Chaplin was also as well-known for his fastidious and far too demanding mind-set. No matter the length of the role, Chaplin took each actor through every minute detail. He was convinced that a successful scene was not just about the actor, but everyone on the cast. He expected all and sundry to run the extra mile — he never believed in the ordinary. He believed in the unity of things — not just the expression, or emoting the character on the screen. He also did not believe in half measures, time or budget. His whole vision was keyed to public response to his work.

Chaplin was amazingly adept at improvisation — he could just invent a new line in front of the camera with a little tweak. He was to a point, therefore, unorthodox and, most importantly, he could restructure a scene at the drop of a thought. He could change actors, likewise, midway. No one complained, because Chaplin could “walk on the stage, serious, dignified, solemn, and also pause before an easy chair… and sit on the cat.”

The rest is pure enchantment. Chaplin gave the tramp and his psyche a new identity, also point of reference. The way he wielded his walking stick; the pattern of his splay-footed, shuffling walk; or, the waltz which would get transformed into a hurried sprint when pursued; his shy and almost restrained smile; the mercurial swiftness with which he would dodge someone, not to speak of his ability to skate at the edge of the precipice. All these images urge us to rewind and witness every bit of Chaplin, over and over again.

Chaplin’s magic is eternal — it has audiences laughing at his antics even before one gets to know that the little fellow, with the bowler hat, baggy trousers, toothbrush moustache, and a delightfully expressive cane, was a ‘transformed’ cockney entertainer.

Yet, despite all the adulation, Chaplin’s life was mixed — of triumph and trauma.

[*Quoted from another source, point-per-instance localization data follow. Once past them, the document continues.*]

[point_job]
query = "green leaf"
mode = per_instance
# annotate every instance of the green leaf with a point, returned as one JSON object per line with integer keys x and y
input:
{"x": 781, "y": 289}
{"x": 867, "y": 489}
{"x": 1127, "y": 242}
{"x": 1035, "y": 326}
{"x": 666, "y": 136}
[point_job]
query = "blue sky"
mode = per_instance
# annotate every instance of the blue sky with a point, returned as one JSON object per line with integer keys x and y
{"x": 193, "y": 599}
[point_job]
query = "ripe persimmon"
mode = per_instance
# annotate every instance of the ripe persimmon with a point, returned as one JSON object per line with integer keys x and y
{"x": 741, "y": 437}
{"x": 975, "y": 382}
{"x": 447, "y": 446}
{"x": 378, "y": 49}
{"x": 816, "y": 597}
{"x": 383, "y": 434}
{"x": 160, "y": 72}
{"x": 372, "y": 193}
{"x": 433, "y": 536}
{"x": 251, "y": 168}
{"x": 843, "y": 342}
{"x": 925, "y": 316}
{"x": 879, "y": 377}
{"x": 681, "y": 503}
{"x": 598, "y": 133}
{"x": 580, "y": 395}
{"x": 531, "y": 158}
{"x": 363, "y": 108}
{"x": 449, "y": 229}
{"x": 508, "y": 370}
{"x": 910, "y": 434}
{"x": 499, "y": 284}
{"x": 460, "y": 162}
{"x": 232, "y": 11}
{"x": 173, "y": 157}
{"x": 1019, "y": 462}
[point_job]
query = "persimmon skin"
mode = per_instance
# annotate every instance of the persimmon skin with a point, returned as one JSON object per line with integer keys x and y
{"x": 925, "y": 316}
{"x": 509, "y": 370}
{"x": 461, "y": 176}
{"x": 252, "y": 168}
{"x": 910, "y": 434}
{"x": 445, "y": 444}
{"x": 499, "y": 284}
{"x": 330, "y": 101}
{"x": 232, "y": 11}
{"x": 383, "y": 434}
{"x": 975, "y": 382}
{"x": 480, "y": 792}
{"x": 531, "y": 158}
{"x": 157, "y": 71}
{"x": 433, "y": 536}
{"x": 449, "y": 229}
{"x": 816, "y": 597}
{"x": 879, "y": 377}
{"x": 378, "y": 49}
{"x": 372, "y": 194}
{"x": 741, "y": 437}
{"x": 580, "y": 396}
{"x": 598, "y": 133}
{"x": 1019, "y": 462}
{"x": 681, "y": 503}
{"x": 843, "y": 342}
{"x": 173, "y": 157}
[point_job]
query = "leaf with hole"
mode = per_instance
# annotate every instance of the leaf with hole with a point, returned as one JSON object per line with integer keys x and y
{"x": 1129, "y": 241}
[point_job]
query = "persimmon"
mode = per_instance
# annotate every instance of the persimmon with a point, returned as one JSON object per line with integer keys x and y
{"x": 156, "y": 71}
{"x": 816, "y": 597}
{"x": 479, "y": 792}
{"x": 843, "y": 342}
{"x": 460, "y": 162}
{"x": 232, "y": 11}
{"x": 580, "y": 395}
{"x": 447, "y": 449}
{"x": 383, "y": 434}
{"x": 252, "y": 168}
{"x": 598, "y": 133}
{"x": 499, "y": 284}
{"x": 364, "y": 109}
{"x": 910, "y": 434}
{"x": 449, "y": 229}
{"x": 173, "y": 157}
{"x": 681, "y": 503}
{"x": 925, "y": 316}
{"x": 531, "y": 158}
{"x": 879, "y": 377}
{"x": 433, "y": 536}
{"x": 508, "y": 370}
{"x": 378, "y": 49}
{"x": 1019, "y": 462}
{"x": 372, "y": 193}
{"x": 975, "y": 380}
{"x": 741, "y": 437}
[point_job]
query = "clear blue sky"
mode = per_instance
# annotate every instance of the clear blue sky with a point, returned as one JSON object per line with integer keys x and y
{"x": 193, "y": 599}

He attracted as much attention for his films as for his affairs and marriages — three of which were disasters. The only happy marriage that lasted was his fourth with playwright and Nobel laureate Eugene O’Neill’s 18-year-old daughter, Oona, when Chaplin was 54. Besides this, Chaplin was in the public eye for his ‘shaky’ sympathy for communist ideals. He also once made a stormy exit from the US on ‘political grounds’ and returned to the land that had made him a celebrity, like no other, only to receive his Oscar, during which he was accorded a 12-minute standing ovation.

All the same, whether he was at home, or on the sets, Chaplin orchestrated the show. Acting, for him, was all sublime artistry and reels of celluloid captured its essence and more. What was also incredible about Chaplin’s consummate excellence was his own sense of beliefs and the great success he achieved with his extraordinary proclivity.

Chaplin remains a class act — what with his everlasting mosaic celebrating his imperishable, ever-lasting pre-eminence as Comedy’s First Knight, for yesterday, today, and tomorrow.